Schools’ student-run tech support programs come in a variety of types and sizes. Some are informal and comprised of kids recognized as “experts” by their teachers and used as their on-the-fly support: “Miguel, can you help get my laptop hooked up to the projector and speakers so we can watch this video clip?”

But other schools have established full, well-organized student-run tech support programs. They are providing both teachers and other students the help they need, while also offering their tech-team students a valuable range of new skills.  

An elementary teacher in Wisconsin wrote in EdSurge of her school’s successful student-led tech program. Going beyond just providing tech support, the school’s junior techies work to help their teachers develop tech-infused classroom projects, while also mentoring the school’s younger students on iPad use. Recognizing the importance of not just relying on their usual star students, the school has made a concerted effort to recruit other less likely kids into the program, so they too can benefit from leadership and recognition opportunities.  

At the high school level, some schools have begun offering their students course credit for taking tech support training classes. These classes teach the skills needed for marketable tech support work and give the students additional hands-on experience, since a component of their coursework includes serving as the help desk staff for their schools.

One such student tech support program is offered at Burlington High School in Massachusetts. Based on the Apple Genius Bar concept, Burlington’s student-run help desk has become both an important support program for the school’s technology initiatives, and also a notable example of a successful implementation that other schools are emulating.     

The grandparent of all student tech support programs is Generation YES. Over the years, many schools have been GenYES participants, where they purchase the organization’s teacher training, student curriculum and ongoing support. Or the schools have gone their own way, but still followed the GenYES guidelines. First developed at a Washington state high school in the early 1980’s, GenYES led the way in the student help-desk concept. The program also branched out to cover classroom curriculum support, where students help teachers develop technology resources for their instruction.

Student-run tech support programs — whether they are of the elementary club variety or more advanced-level high school programs — serve many worthy functions for both the students and their teachers.
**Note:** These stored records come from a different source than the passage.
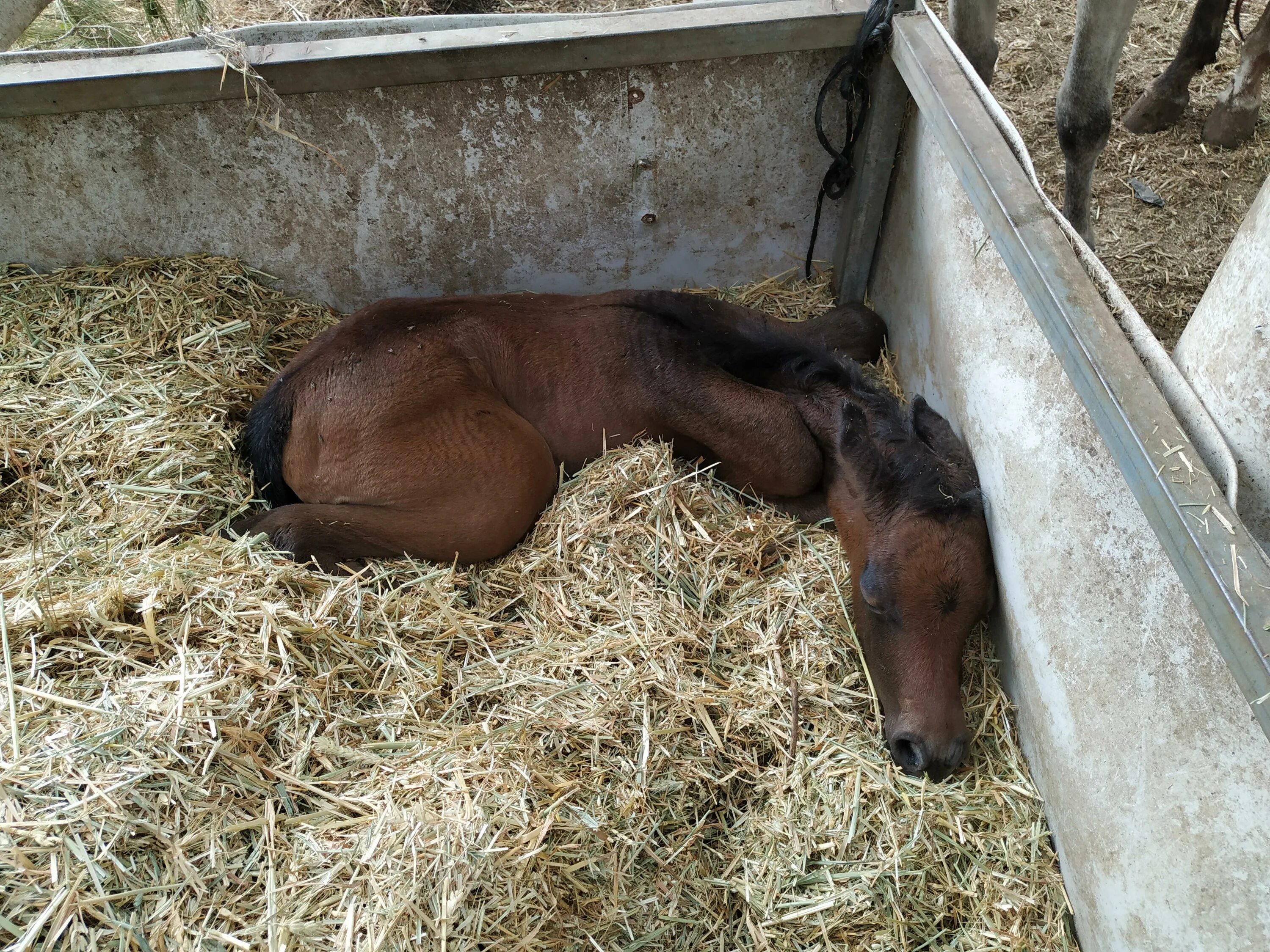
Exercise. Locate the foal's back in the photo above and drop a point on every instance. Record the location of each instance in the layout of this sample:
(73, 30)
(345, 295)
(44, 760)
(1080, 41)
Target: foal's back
(437, 427)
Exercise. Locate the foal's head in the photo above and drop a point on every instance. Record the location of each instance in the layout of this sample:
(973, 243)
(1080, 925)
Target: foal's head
(905, 497)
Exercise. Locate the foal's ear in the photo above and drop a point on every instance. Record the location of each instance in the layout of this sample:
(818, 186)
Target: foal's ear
(938, 435)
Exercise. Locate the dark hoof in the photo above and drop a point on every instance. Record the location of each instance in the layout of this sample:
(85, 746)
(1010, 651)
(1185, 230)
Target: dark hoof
(1229, 126)
(850, 329)
(1156, 111)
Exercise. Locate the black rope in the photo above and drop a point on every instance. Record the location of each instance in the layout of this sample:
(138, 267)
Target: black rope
(850, 75)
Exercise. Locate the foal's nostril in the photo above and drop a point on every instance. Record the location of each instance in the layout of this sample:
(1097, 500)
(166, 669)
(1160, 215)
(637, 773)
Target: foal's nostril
(910, 754)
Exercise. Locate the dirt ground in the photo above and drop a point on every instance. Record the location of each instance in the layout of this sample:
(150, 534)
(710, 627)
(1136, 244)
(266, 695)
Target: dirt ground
(1164, 258)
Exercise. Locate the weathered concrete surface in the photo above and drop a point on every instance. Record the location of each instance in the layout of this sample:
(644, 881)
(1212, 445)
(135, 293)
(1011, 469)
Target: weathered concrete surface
(1225, 353)
(1155, 773)
(536, 183)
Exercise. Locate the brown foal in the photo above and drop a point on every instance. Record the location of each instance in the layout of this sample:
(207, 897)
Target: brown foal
(437, 428)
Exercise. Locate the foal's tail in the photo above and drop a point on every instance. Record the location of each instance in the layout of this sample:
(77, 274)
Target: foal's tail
(263, 440)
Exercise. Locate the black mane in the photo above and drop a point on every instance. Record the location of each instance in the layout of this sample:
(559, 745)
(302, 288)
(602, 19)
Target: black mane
(931, 473)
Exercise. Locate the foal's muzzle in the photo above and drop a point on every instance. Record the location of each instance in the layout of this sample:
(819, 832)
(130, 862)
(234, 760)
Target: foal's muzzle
(916, 756)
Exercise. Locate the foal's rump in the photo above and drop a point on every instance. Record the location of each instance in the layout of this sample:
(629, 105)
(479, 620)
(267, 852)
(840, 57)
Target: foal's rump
(435, 427)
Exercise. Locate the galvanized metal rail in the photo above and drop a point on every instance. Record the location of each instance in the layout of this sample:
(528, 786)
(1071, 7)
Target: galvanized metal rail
(1213, 554)
(681, 35)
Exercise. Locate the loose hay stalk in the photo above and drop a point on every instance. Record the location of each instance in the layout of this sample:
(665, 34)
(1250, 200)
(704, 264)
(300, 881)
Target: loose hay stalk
(580, 746)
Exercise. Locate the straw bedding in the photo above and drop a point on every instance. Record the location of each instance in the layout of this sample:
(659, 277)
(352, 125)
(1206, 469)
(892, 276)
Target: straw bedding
(585, 744)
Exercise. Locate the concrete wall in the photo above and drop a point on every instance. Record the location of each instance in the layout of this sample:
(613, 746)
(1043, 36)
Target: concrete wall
(1154, 771)
(1225, 353)
(535, 183)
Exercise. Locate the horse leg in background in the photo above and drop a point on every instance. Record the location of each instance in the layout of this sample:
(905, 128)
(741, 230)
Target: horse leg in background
(1235, 117)
(973, 26)
(1165, 99)
(1084, 110)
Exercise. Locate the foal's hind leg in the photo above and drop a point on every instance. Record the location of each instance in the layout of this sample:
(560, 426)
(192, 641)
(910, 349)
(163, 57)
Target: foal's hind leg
(1165, 99)
(461, 476)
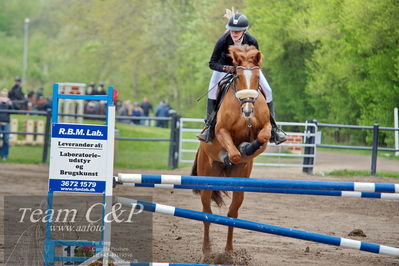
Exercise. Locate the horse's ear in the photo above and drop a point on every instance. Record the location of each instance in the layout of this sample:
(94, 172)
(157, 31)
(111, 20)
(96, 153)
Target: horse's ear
(237, 58)
(258, 58)
(235, 55)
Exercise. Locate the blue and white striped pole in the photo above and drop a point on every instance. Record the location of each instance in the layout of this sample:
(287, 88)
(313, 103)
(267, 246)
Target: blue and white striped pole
(257, 182)
(260, 227)
(349, 194)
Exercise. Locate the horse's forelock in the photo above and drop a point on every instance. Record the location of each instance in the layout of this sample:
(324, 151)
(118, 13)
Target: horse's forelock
(245, 53)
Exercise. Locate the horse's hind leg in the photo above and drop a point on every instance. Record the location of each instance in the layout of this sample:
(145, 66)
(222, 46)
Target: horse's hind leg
(238, 198)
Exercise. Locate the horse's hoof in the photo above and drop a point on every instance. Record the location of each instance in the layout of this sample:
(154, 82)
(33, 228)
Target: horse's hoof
(242, 148)
(227, 161)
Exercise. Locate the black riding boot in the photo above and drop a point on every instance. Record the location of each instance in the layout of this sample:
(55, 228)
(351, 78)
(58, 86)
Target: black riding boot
(205, 134)
(278, 136)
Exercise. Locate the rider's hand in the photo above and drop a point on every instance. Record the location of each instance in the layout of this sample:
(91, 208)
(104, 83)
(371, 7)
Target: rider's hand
(229, 69)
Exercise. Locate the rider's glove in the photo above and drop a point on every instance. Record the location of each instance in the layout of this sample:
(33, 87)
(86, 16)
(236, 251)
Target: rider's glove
(229, 69)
But to me, the most important aspect of these programs is this: Schools can become better learning communities for everyone, students and teachers, when students’ skills are recognized and valued. And when it comes to technology, students definitely have a lot to offer.



Kipp Bentley is a senior fellow with the Center for Digital Education. He has been a teacher, a librarian, and a district-level educational technology director. He currently writes and consults from Santa Fe, New Mexico.